Währungsumrechnungen oder zusätzliche Zwischenstellen entfallen in diesem Modell vollständig. In der Praxis wird dieses Vorgehen bereits von vielen Freelancern genutzt, insbesondere in digitalen Branchen wie Softwareentwicklung, Grafikdesign oder Content-Erstellung.
Auch Plattformen und Marktplätze für Dienstleistungen ermöglichen teilweise bereits die Abwicklung über Kryptowährungen. Dadurch entsteht eine direkte Zahlungsbeziehung zwischen Auftraggeber und Dienstleister, die unabhängig von klassischen Finanzstrukturen funktioniert.
Alltagskäufe mit Bitcoin am Beispiel El Salvador
Dass Bitcoin und in Zukunft vielleicht auch andere Kryptowährungen tatsächlich wie digitales Bargeld funktionieren können, zeigt sich allen voran am Beispiel von El Salvador. In Orten wie El Zonte, bekannt geworden als Bitcoin Beach, ist eine echte Kreislaufwirtschaft rund um Bitcoin entstanden.
Dort geht es nicht nur um Theorie oder um das Halten eines Coins als Investment, sondern um ganz normale Zahlungen im täglichen Leben. Händler, Dienstleister und Kunden nutzen Bitcoin tatsächlich so, wie andere Menschen den Euro oder den US Dollar nutzen.Das ganze funktioniert sogar schon bei Kleinstbeträgen in Satoshis.
Wer einen Taxifahrer bezahlen will, ein Getränk kaufen möchte oder an einem Obststand an der Straßenecke einkauft, kann dies in bestimmten Gegenden direkt mit Bitcoin tun. Solche Zahlungen laufen in der Regel nicht über die eigentliche Bitcoin Blockchain, sondern über das Lightning Network.
Dieses Netzwerk ist auf besonders schnelle und günstige Mikrozahlungen ausgelegt und ermöglicht es, selbst kleinste Bitcoin Einheiten, sogenannte Satoshis, innerhalb von Sekunden zu übertragen.

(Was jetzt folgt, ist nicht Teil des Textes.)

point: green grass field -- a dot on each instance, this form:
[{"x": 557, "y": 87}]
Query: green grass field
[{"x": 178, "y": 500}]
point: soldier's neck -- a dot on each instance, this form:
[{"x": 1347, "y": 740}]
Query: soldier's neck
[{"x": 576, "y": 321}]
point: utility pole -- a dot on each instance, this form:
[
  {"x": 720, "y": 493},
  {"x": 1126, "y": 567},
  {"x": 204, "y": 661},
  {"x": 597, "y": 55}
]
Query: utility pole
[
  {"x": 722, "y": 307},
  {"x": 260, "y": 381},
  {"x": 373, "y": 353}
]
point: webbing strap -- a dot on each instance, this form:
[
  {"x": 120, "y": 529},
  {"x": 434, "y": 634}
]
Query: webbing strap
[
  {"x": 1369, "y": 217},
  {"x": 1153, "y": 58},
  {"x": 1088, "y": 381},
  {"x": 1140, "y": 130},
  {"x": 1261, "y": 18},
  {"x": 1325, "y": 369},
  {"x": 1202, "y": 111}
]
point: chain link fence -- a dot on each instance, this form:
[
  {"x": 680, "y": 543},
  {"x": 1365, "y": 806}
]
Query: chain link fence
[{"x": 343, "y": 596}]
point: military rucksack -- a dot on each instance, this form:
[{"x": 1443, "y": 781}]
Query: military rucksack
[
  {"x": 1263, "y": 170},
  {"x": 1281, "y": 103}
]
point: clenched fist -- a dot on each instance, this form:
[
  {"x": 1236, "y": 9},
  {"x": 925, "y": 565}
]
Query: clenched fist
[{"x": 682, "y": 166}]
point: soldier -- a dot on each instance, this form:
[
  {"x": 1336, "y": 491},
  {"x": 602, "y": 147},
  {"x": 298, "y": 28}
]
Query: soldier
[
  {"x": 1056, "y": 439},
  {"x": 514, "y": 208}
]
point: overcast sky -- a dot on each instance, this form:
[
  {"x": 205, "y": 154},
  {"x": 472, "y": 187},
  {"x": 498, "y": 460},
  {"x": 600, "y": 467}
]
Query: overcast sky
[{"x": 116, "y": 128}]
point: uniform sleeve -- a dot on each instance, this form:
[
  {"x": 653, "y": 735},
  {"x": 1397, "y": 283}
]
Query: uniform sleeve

Tatsächlich wird Bitcoin dadurch im Alltag überhaupt erst praktikabel, denn niemand möchte beim Kauf einer Mango lange auf die Bestätigung einer Zahlung warten.
Neben El Salvador gibt es vor allem in Zentralamerika noch weitere Beispiele, wo Bitcoin als Geld genutzt wird. In Costa Rica beispielsweise ist mit dem Bitcoin Jungle ein ähnliches Projekt entstanden, das ausdrücklich eine lokale Kreislaufwirtschaft auf Basis des Bitcoin Lightning Network aufbaut.
Und auch in Guatemala wird mit dem Bitcoin Lake an vergleichbaren Strukturen gearbeitet. Ob dieser Anwendungsbereich es mittel-oder langfristig auch nach Europa schafft, bleibt mit Spannung abzuwarten. Bislang fokussiert sich die EU allerdings eher auf den digitalen Euro, der keineswegs dezentral wie Bitcoin und andere Kryptowährungen sein wird.